The possibility of impacts with this destructive capacity is low. They occur once every ten years and no risk in sight.

But the impact of other smaller asteroids is very dangerous. One that exploded in 1908 on the Tunguska River in Siberia was only fifty meters in diameter, but it blew up 80 million trees in an area of ​​2,100 square kilometers. Another smaller one, with a diameter of twenty meters, also in Russia, in Chelyabinsk, emitted in 2013 an energy equivalent to thirty nuclear bombs like the one that fell in Hiroshima.

Governments and space agencies take that threat more and more seriously and projects for monitoring meteorites with the potential to impact the earth have multiplied.

The DART spacecraft was launched from the Vandenberg Space Base in California in November of last year. Have the size of a refrigerator large (‘dart’ means ‘dart’, in English) and has traveled through space a distance of more than eleven million kilometers from Earth until this Friday it found its objective.

It is Dimorphos, a small asteroid that orbits around a larger one, Didymos.
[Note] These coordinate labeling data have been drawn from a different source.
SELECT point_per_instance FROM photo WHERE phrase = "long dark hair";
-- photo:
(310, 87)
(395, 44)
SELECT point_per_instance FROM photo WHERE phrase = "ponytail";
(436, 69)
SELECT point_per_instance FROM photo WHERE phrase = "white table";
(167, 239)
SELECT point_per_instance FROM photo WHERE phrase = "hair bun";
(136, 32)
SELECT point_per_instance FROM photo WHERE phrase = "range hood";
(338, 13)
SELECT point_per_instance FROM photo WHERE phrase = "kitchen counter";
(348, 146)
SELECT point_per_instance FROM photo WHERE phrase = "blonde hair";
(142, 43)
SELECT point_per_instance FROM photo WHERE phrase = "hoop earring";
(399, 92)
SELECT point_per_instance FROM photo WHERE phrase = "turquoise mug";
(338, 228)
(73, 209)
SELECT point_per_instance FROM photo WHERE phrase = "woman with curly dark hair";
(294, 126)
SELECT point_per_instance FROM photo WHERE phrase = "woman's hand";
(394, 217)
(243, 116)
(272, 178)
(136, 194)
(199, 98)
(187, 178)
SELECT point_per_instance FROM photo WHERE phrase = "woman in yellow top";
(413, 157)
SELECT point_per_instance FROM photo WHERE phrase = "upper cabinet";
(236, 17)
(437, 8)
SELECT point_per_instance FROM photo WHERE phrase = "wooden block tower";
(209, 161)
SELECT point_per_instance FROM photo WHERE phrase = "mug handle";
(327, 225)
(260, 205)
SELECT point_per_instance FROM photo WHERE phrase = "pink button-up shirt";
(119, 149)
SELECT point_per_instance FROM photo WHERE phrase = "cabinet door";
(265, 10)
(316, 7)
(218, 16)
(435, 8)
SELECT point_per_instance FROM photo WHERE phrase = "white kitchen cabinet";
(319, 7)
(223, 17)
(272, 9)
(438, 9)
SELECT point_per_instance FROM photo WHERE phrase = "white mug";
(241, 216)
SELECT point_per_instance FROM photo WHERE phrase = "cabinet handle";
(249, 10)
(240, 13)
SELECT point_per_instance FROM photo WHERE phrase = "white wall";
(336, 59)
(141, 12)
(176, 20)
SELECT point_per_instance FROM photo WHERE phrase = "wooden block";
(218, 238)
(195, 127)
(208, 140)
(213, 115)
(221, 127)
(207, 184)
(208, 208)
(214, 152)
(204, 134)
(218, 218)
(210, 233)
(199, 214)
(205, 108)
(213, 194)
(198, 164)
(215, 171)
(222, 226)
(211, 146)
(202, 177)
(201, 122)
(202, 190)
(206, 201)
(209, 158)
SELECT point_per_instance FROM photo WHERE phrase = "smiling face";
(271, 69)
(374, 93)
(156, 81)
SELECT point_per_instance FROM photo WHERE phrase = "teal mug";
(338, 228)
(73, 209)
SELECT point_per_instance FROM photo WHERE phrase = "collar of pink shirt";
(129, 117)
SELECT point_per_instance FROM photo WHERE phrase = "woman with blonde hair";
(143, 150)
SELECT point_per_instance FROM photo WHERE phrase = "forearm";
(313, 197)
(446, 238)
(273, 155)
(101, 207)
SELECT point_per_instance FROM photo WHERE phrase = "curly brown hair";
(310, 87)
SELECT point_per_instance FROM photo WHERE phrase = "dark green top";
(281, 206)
At 1:14 a.m. Spanish time, as planned by the NASA team, the spacecraft impacted Dimorphos.

The camera embedded in the spacecraft sent images of its target live to Earth. Every few seconds, it looked closer and closer to the asteroid. In the last photographs, the rocky and rough surface of Dimorphos, which has a diameter of 150 meters, was observed in detail. At that time, the ship was traveling to 14,000 kilometers per hour.
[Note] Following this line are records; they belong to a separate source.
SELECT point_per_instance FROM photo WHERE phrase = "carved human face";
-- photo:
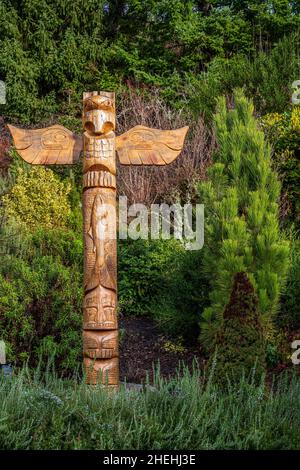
(99, 114)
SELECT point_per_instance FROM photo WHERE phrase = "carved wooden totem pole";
(138, 146)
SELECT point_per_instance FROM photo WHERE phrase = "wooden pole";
(100, 327)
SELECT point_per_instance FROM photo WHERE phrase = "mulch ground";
(143, 347)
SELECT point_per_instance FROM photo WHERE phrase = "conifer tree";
(241, 217)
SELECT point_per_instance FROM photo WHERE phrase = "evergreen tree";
(241, 217)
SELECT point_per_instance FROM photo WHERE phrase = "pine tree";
(241, 217)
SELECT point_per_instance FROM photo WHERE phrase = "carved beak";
(99, 122)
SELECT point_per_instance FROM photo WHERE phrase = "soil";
(144, 349)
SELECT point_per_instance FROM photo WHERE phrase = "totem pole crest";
(138, 146)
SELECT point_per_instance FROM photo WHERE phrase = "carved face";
(99, 114)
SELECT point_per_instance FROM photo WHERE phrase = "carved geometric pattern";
(145, 146)
(99, 178)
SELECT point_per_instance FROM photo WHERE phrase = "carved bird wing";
(145, 146)
(48, 146)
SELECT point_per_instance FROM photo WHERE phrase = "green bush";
(159, 278)
(290, 299)
(240, 345)
(40, 412)
(283, 131)
(241, 226)
(41, 300)
(38, 199)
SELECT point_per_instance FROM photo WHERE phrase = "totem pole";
(139, 146)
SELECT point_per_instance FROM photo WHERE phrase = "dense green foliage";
(240, 345)
(160, 278)
(242, 227)
(51, 51)
(187, 53)
(183, 413)
(41, 299)
(290, 300)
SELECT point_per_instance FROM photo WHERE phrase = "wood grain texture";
(100, 335)
(53, 145)
(145, 146)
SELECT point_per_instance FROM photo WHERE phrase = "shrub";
(240, 348)
(242, 229)
(283, 131)
(290, 298)
(42, 411)
(159, 278)
(41, 300)
(38, 199)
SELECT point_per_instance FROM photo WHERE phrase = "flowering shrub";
(38, 199)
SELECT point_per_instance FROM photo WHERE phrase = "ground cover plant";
(187, 412)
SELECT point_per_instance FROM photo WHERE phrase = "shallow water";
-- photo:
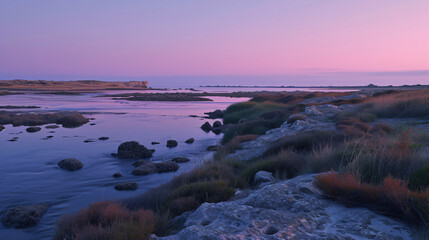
(28, 167)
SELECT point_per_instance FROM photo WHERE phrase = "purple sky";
(252, 42)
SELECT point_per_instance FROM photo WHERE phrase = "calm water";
(28, 167)
(28, 170)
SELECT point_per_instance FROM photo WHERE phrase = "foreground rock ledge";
(24, 216)
(291, 209)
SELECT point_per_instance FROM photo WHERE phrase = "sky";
(247, 42)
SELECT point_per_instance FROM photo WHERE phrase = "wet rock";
(213, 148)
(166, 166)
(263, 177)
(116, 175)
(71, 164)
(24, 216)
(126, 186)
(171, 143)
(133, 150)
(215, 114)
(33, 129)
(180, 159)
(295, 117)
(291, 209)
(206, 127)
(144, 169)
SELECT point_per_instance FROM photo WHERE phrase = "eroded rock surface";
(291, 209)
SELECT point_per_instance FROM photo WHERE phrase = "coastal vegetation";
(363, 162)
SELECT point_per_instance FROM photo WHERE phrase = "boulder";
(144, 169)
(24, 216)
(33, 129)
(291, 209)
(126, 186)
(180, 159)
(206, 127)
(262, 177)
(133, 150)
(171, 143)
(116, 175)
(166, 166)
(71, 164)
(215, 114)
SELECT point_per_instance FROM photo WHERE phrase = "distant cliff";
(81, 85)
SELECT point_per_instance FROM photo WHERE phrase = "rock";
(166, 166)
(215, 114)
(33, 129)
(206, 127)
(144, 169)
(262, 177)
(213, 148)
(71, 164)
(294, 117)
(116, 175)
(217, 124)
(291, 209)
(126, 186)
(180, 159)
(242, 120)
(24, 216)
(171, 143)
(133, 150)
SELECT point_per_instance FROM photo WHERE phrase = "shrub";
(420, 178)
(391, 197)
(106, 220)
“We have an impact,” confirmed the live broadcast of the US space agency at that time. “It’s a historic event,” Ed Reynolds, head of the Johns Hopkins project, said afterward. Scientists from this university detailed that the ship had impacted at a distance of 17 meters from the center of the asteroid. Almost as hit the target’s eye.
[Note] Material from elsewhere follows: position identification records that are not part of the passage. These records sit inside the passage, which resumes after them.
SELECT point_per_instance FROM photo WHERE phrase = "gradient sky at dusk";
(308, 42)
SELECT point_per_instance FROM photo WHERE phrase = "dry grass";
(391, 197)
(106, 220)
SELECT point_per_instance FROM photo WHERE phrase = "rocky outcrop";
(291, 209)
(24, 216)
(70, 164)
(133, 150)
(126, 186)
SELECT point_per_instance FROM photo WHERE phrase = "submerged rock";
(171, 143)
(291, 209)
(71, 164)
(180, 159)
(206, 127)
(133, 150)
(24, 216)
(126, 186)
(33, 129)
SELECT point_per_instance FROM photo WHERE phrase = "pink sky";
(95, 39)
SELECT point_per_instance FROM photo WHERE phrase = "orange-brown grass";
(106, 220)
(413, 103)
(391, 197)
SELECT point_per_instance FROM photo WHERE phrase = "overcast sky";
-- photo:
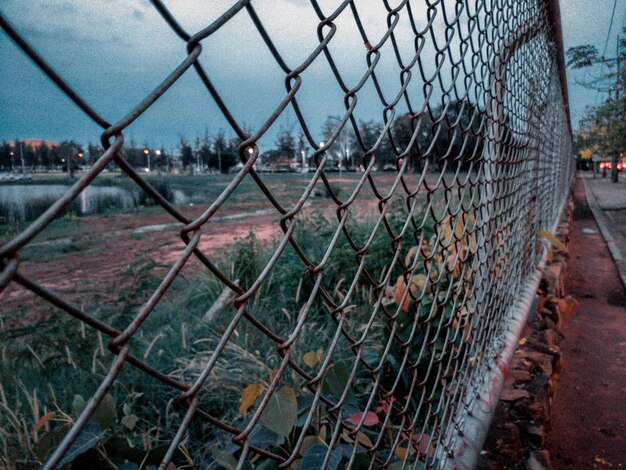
(114, 52)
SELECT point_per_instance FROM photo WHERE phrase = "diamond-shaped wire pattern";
(412, 325)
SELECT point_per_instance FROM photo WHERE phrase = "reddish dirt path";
(589, 409)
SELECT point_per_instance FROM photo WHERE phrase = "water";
(27, 202)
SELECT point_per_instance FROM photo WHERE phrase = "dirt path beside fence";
(589, 408)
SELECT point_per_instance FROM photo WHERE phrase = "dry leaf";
(249, 396)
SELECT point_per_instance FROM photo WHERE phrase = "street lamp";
(147, 154)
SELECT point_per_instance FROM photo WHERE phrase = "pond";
(27, 202)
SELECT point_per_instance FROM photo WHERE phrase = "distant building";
(35, 143)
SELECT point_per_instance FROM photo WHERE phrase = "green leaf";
(224, 459)
(314, 458)
(78, 405)
(90, 436)
(130, 421)
(281, 412)
(104, 414)
(336, 378)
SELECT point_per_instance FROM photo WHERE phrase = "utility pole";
(620, 115)
(22, 156)
(610, 115)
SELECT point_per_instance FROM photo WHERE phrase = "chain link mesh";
(406, 333)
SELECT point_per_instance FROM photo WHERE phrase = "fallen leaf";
(371, 419)
(130, 421)
(281, 412)
(558, 244)
(310, 359)
(43, 420)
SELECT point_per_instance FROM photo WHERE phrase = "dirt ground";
(589, 408)
(91, 260)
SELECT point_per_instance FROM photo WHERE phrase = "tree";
(94, 152)
(604, 126)
(454, 128)
(186, 155)
(369, 133)
(344, 144)
(6, 159)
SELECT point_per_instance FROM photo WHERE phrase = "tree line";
(447, 136)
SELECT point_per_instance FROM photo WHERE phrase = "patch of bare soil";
(589, 409)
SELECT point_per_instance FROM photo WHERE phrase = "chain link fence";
(399, 313)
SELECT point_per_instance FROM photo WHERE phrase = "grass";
(49, 366)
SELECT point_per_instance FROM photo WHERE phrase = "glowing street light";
(147, 154)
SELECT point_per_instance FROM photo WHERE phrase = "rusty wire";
(499, 61)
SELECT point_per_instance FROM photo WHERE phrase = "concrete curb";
(614, 240)
(517, 437)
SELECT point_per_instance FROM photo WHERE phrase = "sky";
(114, 52)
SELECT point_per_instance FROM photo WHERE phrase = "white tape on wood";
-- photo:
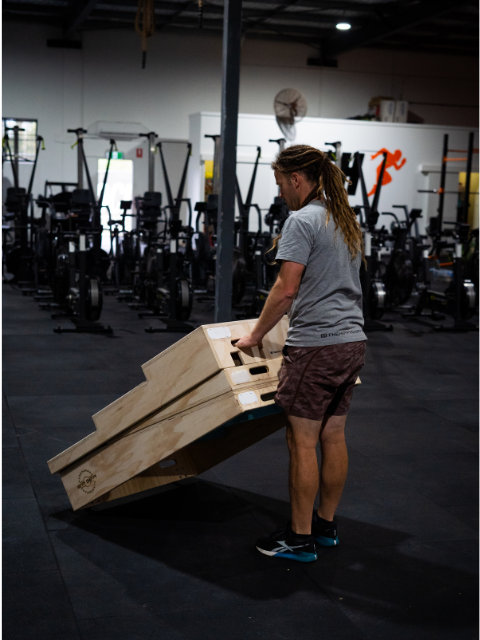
(216, 333)
(248, 397)
(240, 376)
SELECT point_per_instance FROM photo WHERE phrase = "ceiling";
(435, 26)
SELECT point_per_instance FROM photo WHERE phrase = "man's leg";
(302, 438)
(334, 465)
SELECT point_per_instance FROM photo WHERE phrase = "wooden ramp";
(203, 401)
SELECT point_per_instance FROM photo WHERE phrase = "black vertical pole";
(466, 196)
(441, 191)
(232, 32)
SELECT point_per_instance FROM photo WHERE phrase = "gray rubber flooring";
(181, 565)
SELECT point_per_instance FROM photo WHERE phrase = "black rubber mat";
(181, 564)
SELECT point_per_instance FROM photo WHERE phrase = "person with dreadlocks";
(320, 250)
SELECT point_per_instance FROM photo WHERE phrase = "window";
(26, 138)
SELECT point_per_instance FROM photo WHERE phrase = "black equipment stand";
(368, 283)
(176, 284)
(82, 324)
(18, 201)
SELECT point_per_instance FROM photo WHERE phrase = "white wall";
(104, 81)
(420, 148)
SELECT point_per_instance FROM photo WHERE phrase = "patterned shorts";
(319, 381)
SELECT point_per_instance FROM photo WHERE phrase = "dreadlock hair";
(328, 181)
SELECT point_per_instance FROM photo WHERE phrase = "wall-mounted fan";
(290, 107)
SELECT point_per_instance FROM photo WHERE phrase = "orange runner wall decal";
(393, 160)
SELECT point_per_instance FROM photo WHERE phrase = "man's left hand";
(249, 341)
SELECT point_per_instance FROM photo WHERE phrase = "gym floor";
(181, 564)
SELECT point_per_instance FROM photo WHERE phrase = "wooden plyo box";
(203, 401)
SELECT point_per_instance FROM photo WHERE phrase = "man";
(319, 285)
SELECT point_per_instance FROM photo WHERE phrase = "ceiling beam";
(338, 5)
(80, 12)
(398, 20)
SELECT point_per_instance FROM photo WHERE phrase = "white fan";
(290, 107)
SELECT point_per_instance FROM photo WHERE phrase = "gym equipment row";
(159, 264)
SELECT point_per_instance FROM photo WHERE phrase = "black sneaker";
(287, 544)
(324, 532)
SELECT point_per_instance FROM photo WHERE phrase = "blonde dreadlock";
(329, 182)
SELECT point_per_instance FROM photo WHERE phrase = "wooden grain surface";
(210, 405)
(197, 457)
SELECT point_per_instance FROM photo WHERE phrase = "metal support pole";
(82, 263)
(80, 161)
(466, 195)
(151, 160)
(441, 191)
(16, 152)
(232, 32)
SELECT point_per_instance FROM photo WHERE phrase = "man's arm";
(278, 303)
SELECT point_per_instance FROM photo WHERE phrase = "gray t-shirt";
(328, 306)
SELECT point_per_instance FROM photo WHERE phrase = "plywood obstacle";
(203, 401)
Now it remains to be seen the exact result of the mission: what effects the impact has on Dimorphos’s trajectory. The expectation of scientists is that the speed of the asteroid will increase in its orbit around Didymos. Until now, according to measurements from Earth, it took 11 hours and 55 minutes to complete one orbit. It is now expected to do so seven minutes faster and to be heading towards the larger asteroid.

“In the next months we will have an exact confirmation of what is the change that is achieved, ”said Adams. The images of the impact and its result will serve to obtain more information about the composition of the asteroid and the result of the mission. Scientists expected that the impact would have created a cloud of debris between ten and twenty meters high, depending on the composition of the meteorite.

Dozens of high-capacity telescopes around the world had their eyes on the mission, although the distance it’s too far enough to feel the impact. Just like the James Webb or Hubble Space Telescopes. The best witness has been LICIACube, a small ship, the size of a shoebox, created by the Italian Space Agency, which has followed in the footsteps of the DARTS mission in order to take pictures. These, shipped with a more rudimentary system, are expected to arrive in the next two days to the earth.

To see even more details, we will have to wait until four years from now. The European Space Agency plans the launch in October 2024 of a ship, Hera, which will reach Dimorphos at the end of 2026 to, among other experiments, evaluate the result of the impact.